Many years ago I had been managing the server for a rather large gaming community with tens of thousands of users. I was singularly in charge of various aspects: sysadmin, frontend and backend developer, database admin, network admin, and even email admin. Nobody tends to notice when things are running smoothly—not that I was unappreciated for my work—but small problems can snowball into really big problems due to panic and lack of planning.

This had been largest project I had ever been in charge of, and I lacked some important lessons which would result in me inadvertently deleting nearly 30,000 users from the community’s forum. It all started with a problem with the email server: we’d been blocked by Microsoft! That meant thousands of users who registered with any Microsoft email ranging from Hotmail to Live could no longer receive emails from us.

I contacted Microsoft but that went nowhere as they gave a canned answer about spam and suggested enabling SPF, DKIM, and DMARC—things I had already done to no avail against their merciless spam filter. We just weren’t big enough to warrant their time.

A Series of Unfortunate Events

My initial solution to this problem was to block all Microsoft emails from being used to register new accounts, and to display a notice targeted only to users with Microsoft emails asking them to change their email address. This was fine for a time, but I had to constantly manually intervene with users who needed to reset their passwords and couldn’t receive the password reset email, so I decided to try something else. I wrote a database query to set all users with a Microsoft email to a special account state for email validation!

This email validation mode is used for newly registered accounts so that they are required to use a valid email address and prove they own it. With this change users who login will be forced to change their email address instead of ignoring the big notice asking them to change it, and I’ll have to manually intervene less and less over time. Seems like an easy fix, right?

Very wrong. As it turns out, an unrelated plugin I had installed for the forum did something I hadn’t considered. It had a cron job which would purge “stale” accounts which had been registered but never confirmed their email address. But this job wouldn’t run until the middle of the night, so the ticking time bomb was set and would go off when I wasn’t available to deal with it.

By morning, I was alerted to the fact that nearly 30,000 user accounts on the forum had vanished. Panic set in as I tried to discover what happened, and I eventually fingered the offending plugin for its useful yet deadly feature due to my quick-fix solution. But that’s alright, because I maintained database backups.

From Bad to Worse

Except, not really. What I called a “backup” was in reality a script I’d occasionally run manually to make a backup of the database, and the two most recent backups I had were of a few days ago and about a month ago. Not ideal, but not too terrible. But remember how I said panic and lack of planning can snowball? I ran a command along the lines of this:

mysqldump -u forum_user forum_db > days-old-backup.sql

Oops. A backup plan doesn’t truly exist if it hasn’t been tested, and I just blew it severely with a lapse in judgment and a small typo; I overwrote the only copy of the most recent backup. The other backup was nearly a month old! But, there was no choice, I had to load it up to recover the deleted accounts. This time I created a copy of the database backup and paid very close attention to the import command before running it. The database was imported and, while the site had effectively been rolled back by nearly one month, everything until that point had been successfully recovered. It could have been worse, but it was still a huge blow to my ego.
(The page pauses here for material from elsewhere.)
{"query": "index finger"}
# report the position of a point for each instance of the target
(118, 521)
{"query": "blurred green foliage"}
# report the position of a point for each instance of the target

I had considered splicing the month-old backup into the current database in order to recover the accounts, but there was no telling what damage such a fix might have caused, and I didn’t have time to figure it out. I also could have tried splicing the current database into the old database to recover posts, but the problem of identifying potential conflicts remained.

Lessons Learned

This series of unfortunate events led me to realise that I had become complacent with how things were running without considering how they could be improved. Backups needed to be automated, and the process of recovering from a backup needed to be tested. Further, the other administrators needed to take on responsibilities to increase the bus factor. The solution I ended with was a script on the server to maintain yearly, monthly, and daily deduplicated backups.

This meant any future occasion where something were to go terribly and unexpectedly wrong, I could recover the server to a point no more than 24 hours in the past, and ideally if it became necessary the other administrators could do so themselves and not worry about destroying anything irrecoverably in the process.

I also attempted, but failed, to increase the bus factor. The most recently generated backups were made available to each administrator via HTTPS using client certificate authentication, and the backups themselves were encrypted and authenticated using GPG with each administrator’s public key. While the bus factor had technically been increased, it in reality was not. Such an overly complicated system was unworkable for the other admins and I hadn’t taken measures to alleviate this.

In Conclusion

Have a backup plan, test the backup plan, and increase the bus factor. Avoid single points of failure. Contemplate why fire drills exist.